Investigating the anti-metastatic activity of semaphorin-3F

Abstract

Metastasis is the leading cause of cancer-related deaths. Although there are many factors that promote and facilitate invasive tumors—angiogenesis and lymphangiogenesis provide a means by which invasive tumor cells can spread to distant organs. Semaphorins (SEMAs) were originally discovered for their role in axon guidance during development, however, SEMAs are now known for their anti-metastatic potential. SEMA3F is a 95-kDA protein that induces both anti-angiogenic and anti-lymphangiogenic effects by binding its receptor, Neuropilin 2 (NRP2). SEMA3F-induced signaling via NRP2/plexinA1 complexes inhibits RhoA and results in f-actin depolymerization. SEMA3F may also inhibit angiogenic and lymphangiogenic signaling by competitive inhibition of VEGF-C and VEGF-A binding to NRP2. In this study we have purified SEMA3F protein for use in several in vitro and in vivo studies. Endothelial cell spheroids were unable to produce sprouts during an in vitro spheroid sprouting assay when treated with SEMA3F. In addition, treatment with SEMA3F induced f-actin depolymerization and cell collapse during in vitro endothelial cell collapse assays.
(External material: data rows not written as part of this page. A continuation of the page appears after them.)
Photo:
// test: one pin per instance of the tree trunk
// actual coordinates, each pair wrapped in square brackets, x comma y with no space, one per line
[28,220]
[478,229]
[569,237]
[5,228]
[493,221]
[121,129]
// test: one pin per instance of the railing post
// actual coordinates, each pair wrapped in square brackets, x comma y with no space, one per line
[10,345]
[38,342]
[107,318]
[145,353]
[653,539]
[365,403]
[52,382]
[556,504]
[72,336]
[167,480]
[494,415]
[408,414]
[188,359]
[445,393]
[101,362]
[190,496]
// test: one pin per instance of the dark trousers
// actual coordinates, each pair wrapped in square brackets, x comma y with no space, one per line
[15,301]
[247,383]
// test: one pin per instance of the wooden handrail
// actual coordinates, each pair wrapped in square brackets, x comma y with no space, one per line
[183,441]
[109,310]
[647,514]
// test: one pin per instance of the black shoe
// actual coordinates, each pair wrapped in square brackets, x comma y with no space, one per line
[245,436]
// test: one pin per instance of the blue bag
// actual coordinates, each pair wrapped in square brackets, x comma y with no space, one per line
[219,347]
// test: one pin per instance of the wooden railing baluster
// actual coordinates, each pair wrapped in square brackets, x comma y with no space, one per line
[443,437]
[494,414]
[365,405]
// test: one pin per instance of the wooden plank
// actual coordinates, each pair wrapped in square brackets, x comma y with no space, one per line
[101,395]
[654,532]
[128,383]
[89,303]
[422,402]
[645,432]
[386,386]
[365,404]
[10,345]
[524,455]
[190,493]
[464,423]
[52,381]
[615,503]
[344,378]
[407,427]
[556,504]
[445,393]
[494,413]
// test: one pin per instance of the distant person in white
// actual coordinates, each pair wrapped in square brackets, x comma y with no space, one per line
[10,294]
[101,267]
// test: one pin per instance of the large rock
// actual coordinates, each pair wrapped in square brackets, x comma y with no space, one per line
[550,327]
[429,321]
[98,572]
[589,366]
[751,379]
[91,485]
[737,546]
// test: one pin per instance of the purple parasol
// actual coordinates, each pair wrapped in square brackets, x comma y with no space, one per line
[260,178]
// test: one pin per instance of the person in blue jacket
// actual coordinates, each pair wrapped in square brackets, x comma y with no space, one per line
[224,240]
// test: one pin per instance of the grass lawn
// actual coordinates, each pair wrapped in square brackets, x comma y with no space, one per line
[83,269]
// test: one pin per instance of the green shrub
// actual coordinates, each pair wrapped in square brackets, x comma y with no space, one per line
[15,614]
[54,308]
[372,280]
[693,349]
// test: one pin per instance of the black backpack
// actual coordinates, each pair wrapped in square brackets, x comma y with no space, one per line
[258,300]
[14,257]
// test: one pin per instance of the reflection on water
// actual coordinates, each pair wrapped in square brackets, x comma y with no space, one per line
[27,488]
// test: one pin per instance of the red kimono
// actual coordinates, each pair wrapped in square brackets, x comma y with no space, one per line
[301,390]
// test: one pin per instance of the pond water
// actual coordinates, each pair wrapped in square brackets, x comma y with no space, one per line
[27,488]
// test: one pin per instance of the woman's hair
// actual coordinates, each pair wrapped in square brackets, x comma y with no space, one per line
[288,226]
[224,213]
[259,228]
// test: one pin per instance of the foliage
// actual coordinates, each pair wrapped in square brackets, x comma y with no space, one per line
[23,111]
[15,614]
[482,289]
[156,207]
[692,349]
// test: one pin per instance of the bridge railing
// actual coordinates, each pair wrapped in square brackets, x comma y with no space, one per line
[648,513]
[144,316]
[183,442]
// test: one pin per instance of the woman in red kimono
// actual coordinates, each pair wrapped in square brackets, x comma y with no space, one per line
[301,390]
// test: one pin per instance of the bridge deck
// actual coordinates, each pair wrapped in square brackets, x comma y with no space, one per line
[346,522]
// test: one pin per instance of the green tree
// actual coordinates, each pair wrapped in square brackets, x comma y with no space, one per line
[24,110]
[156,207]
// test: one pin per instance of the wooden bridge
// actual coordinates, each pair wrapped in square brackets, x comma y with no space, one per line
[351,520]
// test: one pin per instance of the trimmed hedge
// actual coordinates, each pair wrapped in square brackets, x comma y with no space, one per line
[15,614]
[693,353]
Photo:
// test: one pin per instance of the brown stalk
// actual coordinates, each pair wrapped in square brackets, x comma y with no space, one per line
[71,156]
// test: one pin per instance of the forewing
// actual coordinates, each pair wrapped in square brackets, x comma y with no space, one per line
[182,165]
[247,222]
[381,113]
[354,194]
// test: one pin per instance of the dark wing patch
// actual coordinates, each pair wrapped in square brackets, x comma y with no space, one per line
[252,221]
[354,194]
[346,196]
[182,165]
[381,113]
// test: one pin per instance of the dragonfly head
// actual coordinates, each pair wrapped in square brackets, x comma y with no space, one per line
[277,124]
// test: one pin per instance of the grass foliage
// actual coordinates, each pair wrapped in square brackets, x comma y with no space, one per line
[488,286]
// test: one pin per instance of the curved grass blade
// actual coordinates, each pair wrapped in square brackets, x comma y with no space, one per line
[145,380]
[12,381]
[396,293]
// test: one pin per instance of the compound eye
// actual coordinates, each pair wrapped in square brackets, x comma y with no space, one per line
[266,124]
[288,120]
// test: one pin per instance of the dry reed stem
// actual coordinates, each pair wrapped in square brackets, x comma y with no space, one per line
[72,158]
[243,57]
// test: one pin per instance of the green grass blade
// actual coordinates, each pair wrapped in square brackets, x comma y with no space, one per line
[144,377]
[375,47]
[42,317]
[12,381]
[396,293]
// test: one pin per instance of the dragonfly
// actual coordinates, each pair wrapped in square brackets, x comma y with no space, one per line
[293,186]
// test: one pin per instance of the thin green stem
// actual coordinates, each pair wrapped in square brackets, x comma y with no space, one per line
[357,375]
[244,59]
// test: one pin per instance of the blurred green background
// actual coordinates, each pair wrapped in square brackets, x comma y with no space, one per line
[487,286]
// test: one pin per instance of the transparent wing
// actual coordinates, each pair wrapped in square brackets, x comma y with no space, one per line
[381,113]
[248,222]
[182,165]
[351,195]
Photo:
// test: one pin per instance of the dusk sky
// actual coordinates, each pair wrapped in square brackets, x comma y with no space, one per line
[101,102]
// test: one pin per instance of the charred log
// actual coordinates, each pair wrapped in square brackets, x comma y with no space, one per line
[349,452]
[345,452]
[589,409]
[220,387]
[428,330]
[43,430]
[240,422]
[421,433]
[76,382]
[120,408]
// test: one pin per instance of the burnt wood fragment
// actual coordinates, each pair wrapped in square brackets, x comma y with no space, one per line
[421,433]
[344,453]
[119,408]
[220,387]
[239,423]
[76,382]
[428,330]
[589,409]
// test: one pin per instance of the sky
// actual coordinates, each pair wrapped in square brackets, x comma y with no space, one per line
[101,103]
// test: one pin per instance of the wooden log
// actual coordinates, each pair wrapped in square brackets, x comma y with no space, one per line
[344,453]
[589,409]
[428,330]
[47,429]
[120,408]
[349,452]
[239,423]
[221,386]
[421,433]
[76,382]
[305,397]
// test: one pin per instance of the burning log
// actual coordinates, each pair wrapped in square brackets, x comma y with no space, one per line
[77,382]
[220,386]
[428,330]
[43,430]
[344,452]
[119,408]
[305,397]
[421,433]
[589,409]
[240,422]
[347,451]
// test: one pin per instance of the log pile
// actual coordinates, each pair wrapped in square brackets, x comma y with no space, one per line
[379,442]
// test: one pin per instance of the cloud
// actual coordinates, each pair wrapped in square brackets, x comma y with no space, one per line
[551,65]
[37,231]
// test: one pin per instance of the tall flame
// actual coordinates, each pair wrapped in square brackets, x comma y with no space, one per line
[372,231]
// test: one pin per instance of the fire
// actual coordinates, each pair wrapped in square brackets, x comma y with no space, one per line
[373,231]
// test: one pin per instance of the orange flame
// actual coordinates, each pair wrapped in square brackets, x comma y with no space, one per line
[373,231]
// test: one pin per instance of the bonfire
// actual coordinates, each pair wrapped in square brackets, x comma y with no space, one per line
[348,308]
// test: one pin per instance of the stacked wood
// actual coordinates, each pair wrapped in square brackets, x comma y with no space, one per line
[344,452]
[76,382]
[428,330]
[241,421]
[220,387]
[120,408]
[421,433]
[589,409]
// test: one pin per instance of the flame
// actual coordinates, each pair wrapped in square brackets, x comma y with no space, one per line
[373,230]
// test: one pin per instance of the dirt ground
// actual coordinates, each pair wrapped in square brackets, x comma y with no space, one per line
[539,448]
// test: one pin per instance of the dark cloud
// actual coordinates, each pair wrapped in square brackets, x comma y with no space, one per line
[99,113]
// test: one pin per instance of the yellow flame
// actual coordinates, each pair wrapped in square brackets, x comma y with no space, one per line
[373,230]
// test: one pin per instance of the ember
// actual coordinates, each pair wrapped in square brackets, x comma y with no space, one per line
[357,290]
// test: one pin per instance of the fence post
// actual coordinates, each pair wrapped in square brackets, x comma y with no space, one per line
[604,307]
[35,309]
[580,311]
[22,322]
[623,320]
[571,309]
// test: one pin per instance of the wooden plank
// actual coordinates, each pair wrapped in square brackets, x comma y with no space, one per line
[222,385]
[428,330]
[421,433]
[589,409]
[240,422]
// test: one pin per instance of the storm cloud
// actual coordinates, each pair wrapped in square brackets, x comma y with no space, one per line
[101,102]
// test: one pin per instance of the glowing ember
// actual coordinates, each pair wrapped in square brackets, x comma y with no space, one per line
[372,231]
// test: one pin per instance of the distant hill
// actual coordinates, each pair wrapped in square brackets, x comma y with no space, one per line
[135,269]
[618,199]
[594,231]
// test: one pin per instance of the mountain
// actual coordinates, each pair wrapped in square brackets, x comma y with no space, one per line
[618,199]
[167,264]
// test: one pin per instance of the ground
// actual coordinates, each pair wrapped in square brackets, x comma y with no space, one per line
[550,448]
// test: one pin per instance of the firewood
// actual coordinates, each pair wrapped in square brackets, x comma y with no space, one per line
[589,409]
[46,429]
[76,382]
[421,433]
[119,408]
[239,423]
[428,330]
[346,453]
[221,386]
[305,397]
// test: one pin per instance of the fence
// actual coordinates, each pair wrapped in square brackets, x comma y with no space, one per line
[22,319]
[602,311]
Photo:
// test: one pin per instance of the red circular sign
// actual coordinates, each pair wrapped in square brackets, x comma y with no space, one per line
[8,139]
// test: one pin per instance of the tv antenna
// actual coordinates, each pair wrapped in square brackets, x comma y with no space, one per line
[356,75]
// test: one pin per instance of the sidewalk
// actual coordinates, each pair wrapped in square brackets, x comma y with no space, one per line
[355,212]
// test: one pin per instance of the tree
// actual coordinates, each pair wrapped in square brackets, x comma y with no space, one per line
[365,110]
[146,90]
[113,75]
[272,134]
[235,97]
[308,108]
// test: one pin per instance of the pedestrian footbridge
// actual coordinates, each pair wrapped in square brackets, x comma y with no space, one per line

A375SM human melanoma cells were injected in nude mice and treated with SEMA3F purified protein. The resultant tumors showed decreased intra- and peri-tumoral lymphatic and vascular densities. Tumors in SEMA3F treated mice were also found to be more necrotic than those of the control. In a second study, slow release osmotic pumps containing SEMA3F protein were implanted in Nrp2+/LacZ heterozygous mice prior to the injection of B16F10 mouse melanoma cells. These mice exhibited decreased tumor volumes indicating SEMA3F may inhibit tumorigenesis. These results indicate the potential of SEMA3F as an anti-metastatic/anti-tumorigenic therapeutic.